The variable will be local to the PC. So each PC logged in as a different user will hold their own User ID. In fact, as far as I understand it, each instance of Access will hold its own instance of the global variable. So there shouldn't be any conflicts.

As for problems. I have read that if there are any problems in your application your global variables will reset. I do not know when or what constitutes a "problem" or why it would do this.

I tend to stay away from global variables as it is not considered good programming practice. However it is the easier alternative.


----------



## Esraa (Apr 14, 2012)

thanx alot Albert !
I spent long time to work on this code :



> db.Execute "INSERT INTO [tblAuditTrail] VALUES ('" & [userID] & "','" & modify & "','" & _ [CandidateName] & "','" & updateField & "'," & time() & "," & date() & ");"

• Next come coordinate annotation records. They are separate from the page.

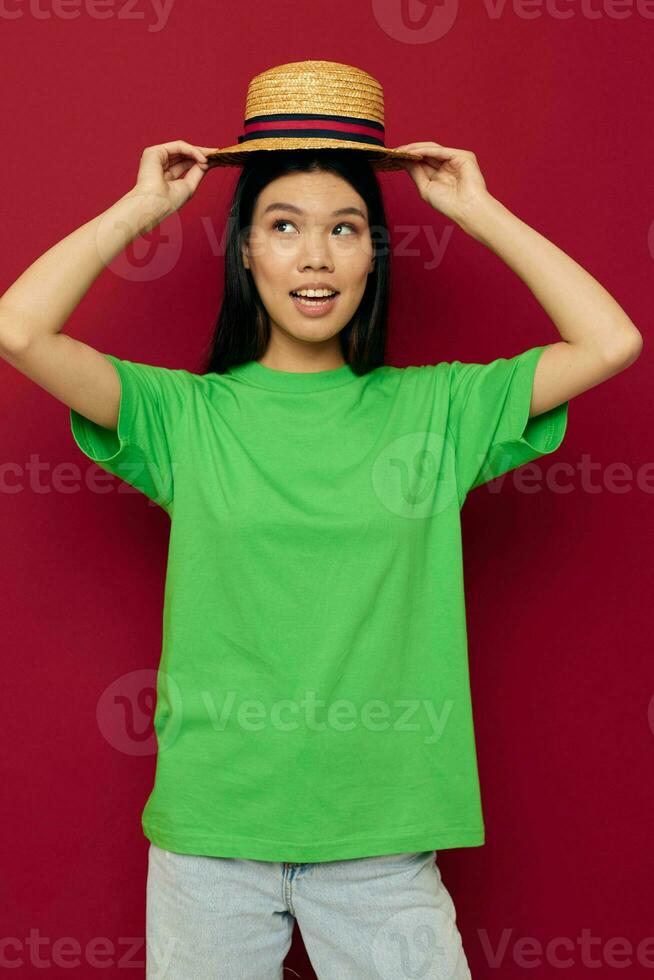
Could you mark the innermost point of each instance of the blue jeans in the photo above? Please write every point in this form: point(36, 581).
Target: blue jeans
point(371, 918)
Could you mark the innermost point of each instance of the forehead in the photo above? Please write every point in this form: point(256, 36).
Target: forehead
point(315, 194)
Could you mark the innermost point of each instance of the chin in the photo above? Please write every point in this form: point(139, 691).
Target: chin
point(311, 331)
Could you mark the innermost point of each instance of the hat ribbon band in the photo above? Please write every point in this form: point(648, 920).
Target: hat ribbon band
point(317, 125)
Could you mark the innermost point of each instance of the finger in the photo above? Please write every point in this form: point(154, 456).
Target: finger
point(181, 146)
point(194, 176)
point(411, 146)
point(172, 173)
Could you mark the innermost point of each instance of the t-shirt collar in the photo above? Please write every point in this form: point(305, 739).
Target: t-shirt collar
point(253, 372)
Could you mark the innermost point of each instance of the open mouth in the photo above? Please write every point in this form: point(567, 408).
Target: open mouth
point(314, 305)
point(314, 300)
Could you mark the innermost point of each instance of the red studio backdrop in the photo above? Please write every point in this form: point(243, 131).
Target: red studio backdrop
point(556, 101)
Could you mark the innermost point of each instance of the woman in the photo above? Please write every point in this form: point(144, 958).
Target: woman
point(313, 716)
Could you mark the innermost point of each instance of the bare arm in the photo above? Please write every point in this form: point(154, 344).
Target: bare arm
point(598, 339)
point(37, 305)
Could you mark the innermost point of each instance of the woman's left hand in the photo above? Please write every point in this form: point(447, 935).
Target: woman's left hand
point(448, 179)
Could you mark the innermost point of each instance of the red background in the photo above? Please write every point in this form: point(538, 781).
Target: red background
point(558, 110)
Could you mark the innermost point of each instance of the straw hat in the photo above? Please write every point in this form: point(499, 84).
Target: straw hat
point(309, 105)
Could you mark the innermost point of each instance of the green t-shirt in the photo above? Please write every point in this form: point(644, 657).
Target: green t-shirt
point(313, 697)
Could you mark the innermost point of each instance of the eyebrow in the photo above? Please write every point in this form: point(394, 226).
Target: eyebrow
point(283, 206)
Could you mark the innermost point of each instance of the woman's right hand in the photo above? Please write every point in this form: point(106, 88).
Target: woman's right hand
point(171, 172)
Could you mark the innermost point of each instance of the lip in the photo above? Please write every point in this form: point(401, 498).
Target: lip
point(314, 311)
point(314, 285)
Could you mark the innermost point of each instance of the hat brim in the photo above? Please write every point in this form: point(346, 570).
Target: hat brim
point(380, 157)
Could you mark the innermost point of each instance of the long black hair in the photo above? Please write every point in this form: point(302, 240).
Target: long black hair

I tried Also many codes to insert data in table but they didn't work at all


----------



## AlbertMC2 (Jul 15, 2010)

Hi

You will have to show me what code you are using. The code you supplied in the previous post was the code I supplied in post 2 and was meant as an example of the command that you would use to update an audit trail table.
Read post2 again and modify the code according to your database.

Alternatively see these 2 sites on how to create an audit trail for any changes made.
Note that you will have to modify these 2 as well to get them to work with your database:
1. How to create an audit trail of record changes in a form in Access 2000
2. Access/VBA Tutorials - Creating an Audit Trail


----------